I'd stay with the headless doll. If it has no head and will be androgynous, it won't matter if boy/girl doll the only way you can tell dolls are a boy or girl is by their hair or their clothing and you're removing the head and can control the clothing. You could glam it up a bit more - add some blingy clothing or something...

If I remember right, it was dressed the same as Wednesday was? Would be fun if you could match outfits!


----------



## RCIAG (Jul 19, 2010)

Yep, Wednesday's doll was dressed in the same outfit Wednesday was wearing so I'd keep with the headless doll theme & whatever doll you choose should match your outfit.


----------



## Michael_candles (May 25, 2020)




----------



## RCIAG (Jul 19, 2010)

OMG LOVE THE SHOES!! And the doll too! 

Now tell me about your jewelry it's hard to see in the pic. Are the earrings & necklace safety pins or something else?


----------



## Michael_candles (May 25, 2020)

Yes. They are safety pins. The earrings have little beads on them in a rainbow pattern. And the button I am wearing says Gay and Spooky.


----------



## RCIAG (Jul 19, 2010)

This will date me but I used to wear safety pins as earrings back in the 80s, but especially during Spirit Week before Homecoming for "Punk Day." 
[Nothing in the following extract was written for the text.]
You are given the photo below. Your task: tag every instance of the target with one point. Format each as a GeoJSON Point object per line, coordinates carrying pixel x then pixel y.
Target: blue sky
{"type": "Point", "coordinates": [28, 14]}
I remember it taking forever to get them through my holes from the back but it was a great look. It really freaked people out which I enjoyed immensely!


----------



## Michael_candles (May 25, 2020)

I bought these and the necklace from Hot Topic. They are actual earrings that have pins on them. (I know, I cheated)
The boots I had from when I did Abbey from NCIS a few years back. I ordered them online and don't remember where. 

My roommate (Pugsley) is wearing bloody cleaver earrings and a barbed wire necklace. I believe they were purchased at Spencer's Gifts.


----------